The Flailing, Fact-Free Hysteria Around GMO

Do a quick Google Images search for the term ‘GMO.’ I’ll wait.

What you just saw — everything from peppers being injected with needles to cross sections of apples that look like limes on the inside — is an object lesson in foolishness.

The foolishness continues on my own social media feeds, which are filled with the perceived horrors of GMO: it causes cancer in lab rats (false). Squirrels don’t like engineered corn (false). Non-GMO farmers are being sued by biotech companies for wind pollination (false, along with several other GMO myths like the active use of terminator genes). And the EU hates GMO (partially true).

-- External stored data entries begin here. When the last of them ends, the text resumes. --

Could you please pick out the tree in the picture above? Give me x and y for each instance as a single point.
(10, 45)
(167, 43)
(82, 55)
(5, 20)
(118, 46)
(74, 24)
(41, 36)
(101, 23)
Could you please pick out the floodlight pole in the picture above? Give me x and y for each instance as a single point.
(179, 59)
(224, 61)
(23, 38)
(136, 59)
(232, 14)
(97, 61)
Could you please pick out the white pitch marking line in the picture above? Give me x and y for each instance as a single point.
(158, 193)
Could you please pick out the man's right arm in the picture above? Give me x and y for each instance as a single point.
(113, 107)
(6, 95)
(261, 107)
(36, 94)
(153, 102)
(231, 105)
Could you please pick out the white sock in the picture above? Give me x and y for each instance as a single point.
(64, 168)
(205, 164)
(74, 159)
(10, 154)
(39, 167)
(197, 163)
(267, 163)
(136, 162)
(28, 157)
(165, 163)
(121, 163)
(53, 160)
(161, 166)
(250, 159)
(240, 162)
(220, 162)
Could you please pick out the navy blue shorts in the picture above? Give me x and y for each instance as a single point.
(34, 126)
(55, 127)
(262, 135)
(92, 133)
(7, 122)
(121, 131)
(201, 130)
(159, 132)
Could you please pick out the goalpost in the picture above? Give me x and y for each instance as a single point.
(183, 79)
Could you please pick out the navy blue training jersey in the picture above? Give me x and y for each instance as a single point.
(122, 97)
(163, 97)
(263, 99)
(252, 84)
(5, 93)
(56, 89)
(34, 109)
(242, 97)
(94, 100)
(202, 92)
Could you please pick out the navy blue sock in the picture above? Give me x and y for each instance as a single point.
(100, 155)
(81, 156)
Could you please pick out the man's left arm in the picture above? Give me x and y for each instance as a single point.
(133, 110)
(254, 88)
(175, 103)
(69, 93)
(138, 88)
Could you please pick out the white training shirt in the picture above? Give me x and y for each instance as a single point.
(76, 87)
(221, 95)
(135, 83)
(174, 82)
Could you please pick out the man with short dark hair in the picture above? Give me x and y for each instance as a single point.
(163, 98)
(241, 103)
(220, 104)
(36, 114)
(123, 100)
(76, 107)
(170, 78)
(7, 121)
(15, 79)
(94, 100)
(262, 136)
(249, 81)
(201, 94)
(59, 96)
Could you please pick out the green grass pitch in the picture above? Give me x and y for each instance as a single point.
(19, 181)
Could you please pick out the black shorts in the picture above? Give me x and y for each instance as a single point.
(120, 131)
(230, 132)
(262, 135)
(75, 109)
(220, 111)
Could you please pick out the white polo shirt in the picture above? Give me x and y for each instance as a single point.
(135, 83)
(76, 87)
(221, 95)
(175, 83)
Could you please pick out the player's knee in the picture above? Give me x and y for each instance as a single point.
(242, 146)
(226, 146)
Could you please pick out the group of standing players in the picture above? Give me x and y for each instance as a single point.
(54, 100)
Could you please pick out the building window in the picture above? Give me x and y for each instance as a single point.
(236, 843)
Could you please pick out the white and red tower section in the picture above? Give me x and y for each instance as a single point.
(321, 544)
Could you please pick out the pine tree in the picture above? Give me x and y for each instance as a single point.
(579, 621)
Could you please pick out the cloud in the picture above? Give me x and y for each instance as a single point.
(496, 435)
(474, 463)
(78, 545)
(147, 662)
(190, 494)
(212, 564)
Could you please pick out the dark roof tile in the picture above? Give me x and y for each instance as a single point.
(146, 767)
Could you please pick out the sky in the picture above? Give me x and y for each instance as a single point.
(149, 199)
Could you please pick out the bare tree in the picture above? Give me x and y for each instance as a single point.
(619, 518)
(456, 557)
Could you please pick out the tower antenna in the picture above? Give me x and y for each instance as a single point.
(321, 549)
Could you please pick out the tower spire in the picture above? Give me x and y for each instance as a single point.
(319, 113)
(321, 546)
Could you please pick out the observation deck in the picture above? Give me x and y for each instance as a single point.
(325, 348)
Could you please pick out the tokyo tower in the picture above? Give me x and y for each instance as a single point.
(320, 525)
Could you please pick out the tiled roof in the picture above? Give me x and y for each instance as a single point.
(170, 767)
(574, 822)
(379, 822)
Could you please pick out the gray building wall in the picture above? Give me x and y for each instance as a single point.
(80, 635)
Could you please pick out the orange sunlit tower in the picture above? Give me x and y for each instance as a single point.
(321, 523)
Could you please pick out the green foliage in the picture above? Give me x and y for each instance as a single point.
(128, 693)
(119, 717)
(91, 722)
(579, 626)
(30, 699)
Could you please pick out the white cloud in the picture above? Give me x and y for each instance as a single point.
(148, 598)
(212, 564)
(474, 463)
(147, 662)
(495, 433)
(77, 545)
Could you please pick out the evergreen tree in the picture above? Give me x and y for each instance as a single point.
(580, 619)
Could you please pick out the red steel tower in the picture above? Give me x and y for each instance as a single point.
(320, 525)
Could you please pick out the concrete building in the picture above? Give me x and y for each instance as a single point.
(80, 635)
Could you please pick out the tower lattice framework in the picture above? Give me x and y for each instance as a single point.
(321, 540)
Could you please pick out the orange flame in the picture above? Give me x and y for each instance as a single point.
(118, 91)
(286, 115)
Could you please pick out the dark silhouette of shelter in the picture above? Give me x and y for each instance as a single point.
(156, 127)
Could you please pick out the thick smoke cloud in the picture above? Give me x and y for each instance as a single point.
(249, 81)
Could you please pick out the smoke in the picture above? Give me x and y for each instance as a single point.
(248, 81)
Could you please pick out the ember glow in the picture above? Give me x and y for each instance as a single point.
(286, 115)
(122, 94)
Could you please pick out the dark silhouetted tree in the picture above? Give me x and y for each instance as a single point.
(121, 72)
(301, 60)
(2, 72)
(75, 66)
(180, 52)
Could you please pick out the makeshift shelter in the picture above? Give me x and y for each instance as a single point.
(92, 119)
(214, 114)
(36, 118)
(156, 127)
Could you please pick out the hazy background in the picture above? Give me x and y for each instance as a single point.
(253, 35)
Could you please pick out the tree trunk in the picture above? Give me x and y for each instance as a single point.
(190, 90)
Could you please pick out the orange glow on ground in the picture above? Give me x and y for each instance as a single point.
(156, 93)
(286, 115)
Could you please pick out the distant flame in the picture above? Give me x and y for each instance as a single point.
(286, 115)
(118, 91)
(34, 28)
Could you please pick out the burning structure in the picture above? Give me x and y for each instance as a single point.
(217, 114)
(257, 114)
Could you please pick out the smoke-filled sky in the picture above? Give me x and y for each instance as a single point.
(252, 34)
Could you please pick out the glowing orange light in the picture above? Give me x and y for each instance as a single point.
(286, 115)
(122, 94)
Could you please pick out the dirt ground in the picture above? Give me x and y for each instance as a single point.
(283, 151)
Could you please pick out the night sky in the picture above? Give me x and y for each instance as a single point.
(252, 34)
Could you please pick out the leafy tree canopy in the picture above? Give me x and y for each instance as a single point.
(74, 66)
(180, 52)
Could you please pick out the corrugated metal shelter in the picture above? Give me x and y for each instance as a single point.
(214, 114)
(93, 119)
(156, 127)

Europe is prudent in adopting the precautionary principle around GMOs. The link above says these countries are rejecting science; I say they’re acknowledging history’s lessons of science’s limitations — specifically, the decades it can take science to uncover the long-term effects of foods on human health. And in a free-market economy, I think people have the right to know how their food is produced. It’s a shame that organic producers are forced to label their products while conventional producers get to hide behind a wall of public ignorance.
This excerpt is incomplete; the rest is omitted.